Provided our stated goal of maximizing Accuracy and minimizing False Negatives (FNs), the analysis of our models revealed a positive correlation between accuracy and reduced FNs. The roBERTa model emerged as the frontrunner, boasting an impressive accuracy of approximately 99.51% and registering the least number of FNs, confirming the hypothesis that higher accuracy tends to yield fewer critical errors in classifications.

BERT also demonstrated robust performance, achieving nearly 99.13% accuracy with a comparably low FN rate, underscoring the efficiency of transformer-based architectures in processing complex patterns for reliable Ham versus Spam differentiation. On the other hand, while the Naive Bayes model exhibited a more modest accuracy of 94.16%, it also showed a proportionately higher rate of FNs, highlighting the limitations of more traditional algorithms in intricate classification tasks.

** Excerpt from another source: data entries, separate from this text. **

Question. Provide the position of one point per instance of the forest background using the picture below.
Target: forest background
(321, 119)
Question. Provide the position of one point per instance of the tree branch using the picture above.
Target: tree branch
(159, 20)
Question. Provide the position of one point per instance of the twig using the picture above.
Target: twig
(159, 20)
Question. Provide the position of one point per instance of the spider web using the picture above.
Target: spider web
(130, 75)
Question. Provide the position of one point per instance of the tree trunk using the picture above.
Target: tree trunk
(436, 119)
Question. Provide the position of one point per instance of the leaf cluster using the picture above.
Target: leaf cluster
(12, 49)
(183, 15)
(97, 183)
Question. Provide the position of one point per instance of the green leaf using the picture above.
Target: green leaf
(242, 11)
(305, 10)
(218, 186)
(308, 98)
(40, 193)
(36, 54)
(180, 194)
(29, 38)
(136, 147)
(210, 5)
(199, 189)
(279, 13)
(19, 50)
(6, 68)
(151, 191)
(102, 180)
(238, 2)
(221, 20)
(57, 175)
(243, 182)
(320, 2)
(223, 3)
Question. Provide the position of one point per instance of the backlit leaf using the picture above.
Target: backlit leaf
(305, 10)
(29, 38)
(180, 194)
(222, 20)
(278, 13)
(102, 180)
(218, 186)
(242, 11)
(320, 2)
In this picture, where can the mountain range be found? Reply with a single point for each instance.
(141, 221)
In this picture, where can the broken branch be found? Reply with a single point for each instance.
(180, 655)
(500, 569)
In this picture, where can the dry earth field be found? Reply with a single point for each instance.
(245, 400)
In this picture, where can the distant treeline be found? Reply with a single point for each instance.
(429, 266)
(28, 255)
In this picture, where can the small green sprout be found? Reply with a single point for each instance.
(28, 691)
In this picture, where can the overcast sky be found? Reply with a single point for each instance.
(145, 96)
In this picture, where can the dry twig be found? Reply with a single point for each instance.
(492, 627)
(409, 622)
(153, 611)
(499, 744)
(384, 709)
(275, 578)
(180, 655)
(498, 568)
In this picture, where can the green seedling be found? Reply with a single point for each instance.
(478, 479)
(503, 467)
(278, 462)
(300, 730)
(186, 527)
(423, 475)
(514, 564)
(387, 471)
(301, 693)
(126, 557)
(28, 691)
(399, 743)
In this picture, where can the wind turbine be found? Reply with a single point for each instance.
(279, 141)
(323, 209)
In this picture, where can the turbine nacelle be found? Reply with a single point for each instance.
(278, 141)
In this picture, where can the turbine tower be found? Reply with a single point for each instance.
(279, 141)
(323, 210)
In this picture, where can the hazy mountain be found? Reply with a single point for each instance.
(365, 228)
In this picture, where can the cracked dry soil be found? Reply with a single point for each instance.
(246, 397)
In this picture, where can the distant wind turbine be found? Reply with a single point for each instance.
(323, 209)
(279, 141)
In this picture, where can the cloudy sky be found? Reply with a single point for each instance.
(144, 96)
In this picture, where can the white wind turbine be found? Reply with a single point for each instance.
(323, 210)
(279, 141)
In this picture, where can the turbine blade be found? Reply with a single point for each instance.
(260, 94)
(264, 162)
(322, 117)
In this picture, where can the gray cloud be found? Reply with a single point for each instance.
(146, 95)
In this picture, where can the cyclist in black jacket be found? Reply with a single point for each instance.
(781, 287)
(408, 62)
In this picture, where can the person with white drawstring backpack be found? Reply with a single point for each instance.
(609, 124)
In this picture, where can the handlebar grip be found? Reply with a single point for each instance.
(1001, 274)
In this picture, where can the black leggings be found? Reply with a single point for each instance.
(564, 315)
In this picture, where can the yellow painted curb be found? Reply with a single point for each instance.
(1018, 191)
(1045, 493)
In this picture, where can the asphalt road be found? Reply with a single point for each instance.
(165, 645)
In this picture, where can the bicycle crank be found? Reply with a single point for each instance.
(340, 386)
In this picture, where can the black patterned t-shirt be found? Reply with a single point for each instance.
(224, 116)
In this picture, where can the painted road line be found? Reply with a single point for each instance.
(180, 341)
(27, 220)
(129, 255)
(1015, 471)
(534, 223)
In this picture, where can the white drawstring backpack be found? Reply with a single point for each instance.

It is noteworthy to mention the MLP model, which not only maintained a commendable balance with an accuracy of around 97.38% but also required significantly less computational resources compared to its transformer-based counterparts. This balance between resource efficiency and model performance suggests that the MLP could be a viable option for scenarios where computational efficiency is as much a priority as accuracy and error minimization.